Per-intent edge-graph pruning at query time
Walk the edge graph from the seed atoms outward up to max_depth,
but prune branches whose verb mix doesn't match the intent
(e.g., for an "implementation" intent, drop tradeoff and
provocation edges). Smaller candidate set, same recall on
the relevant kinds.
LLMLingua-style projection compressor (--compress flag)
A compressor applied to core and full
projections at serve time, selectable per query. Trades a small amount of
fidelity for ~2× tokens saved.
Atom-result cache with content-addressed keys
Keyed by (intent_hash, kinds, max_atoms). Same query inside
a session = zero retrieval cost. Invalidates on corpus recompile.
Multi-Prime composition budget allocation
When multiple corpora are mounted (per the v0.3 multi-corpus MCP), the runtime allocates a token budget across them based on per-corpus intent score, instead of fixed per-corpus quotas.
Compile-time projection profiles per intent class
Compile a corpus N times, once per intent class (e.g., "design",
"implementation", "review"), producing per-class core
projections that emphasise different fields. Runtime picks the profile
based on intent.
Moonshot: KVzip-style
key-value memory per atom. Cache the decoder KV state for each
core projection at compile time; on retrieval, splice it in
instead of re-encoding. Removes the per-turn re-encoding cost entirely.
Top 5 v0.2 ships
If we ship nothing else in v0.2, these five carry the release:
prime evalCLI — the harness that makes every other claim measurable.- Telemetry ingest + atom-proposal bot — closes the corpus-staleness loop.
- Atom-diff viewer — required for users to trust corpus version bumps.
- Per-intent edge-graph pruning — the first retrieval optimisation that pays for itself on day one.
- Citation-precision metric — the single number that tells a corpus author whether their atoms are pulling their weight.
v0.3 — formal domain plugin protocol [planned · Q4 2026]
Today, domain: is a metadata tag on each atom. The runtime
treats frontend-design, security,
recipes identically. The spec already imagines multiple
corpora coexisting under one server, with domain-aware routing — v0.3
lands the plugin interface, multi-corpus MCP, and an optional
auto-disambiguation pass when an intent is ambiguous between corpora.
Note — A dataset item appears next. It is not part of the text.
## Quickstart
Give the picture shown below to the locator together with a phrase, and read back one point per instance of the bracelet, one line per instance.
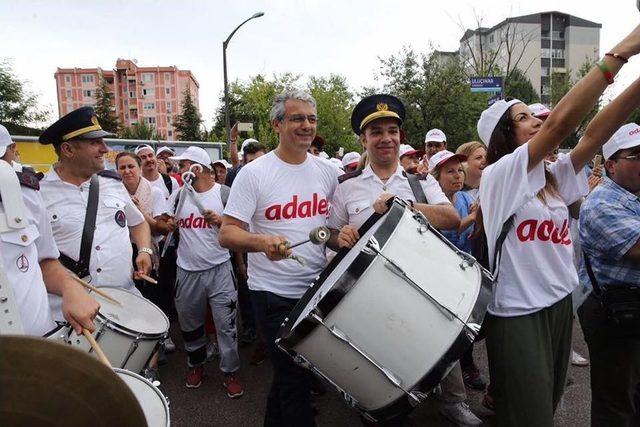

v0.4 — better registry [planned · 2027]
The v0.1 registry is barebones HTTP: PUT to publish, GET to install. No
semver resolution, no signing, no audit log. v0.4 adds semver-aware
install with prime.lock, cryptographic signing, and an audit
log. A web UI is considered out of scope unless someone actually
self-hosts the public registry.
How priorities are set
Three questions for any addition:
- Does it unblock a corpus team that exists today?
- Does it generalise across corpora? (Protocol-level features must.)
- Does it preserve the "tiny system, expressive corpus" balance? The system repo aims to stay under ~15k LoC.
The fastest path for a feature: prototype in a corpus repo, prove it generalises by porting to a second corpus, then propose the protocol change.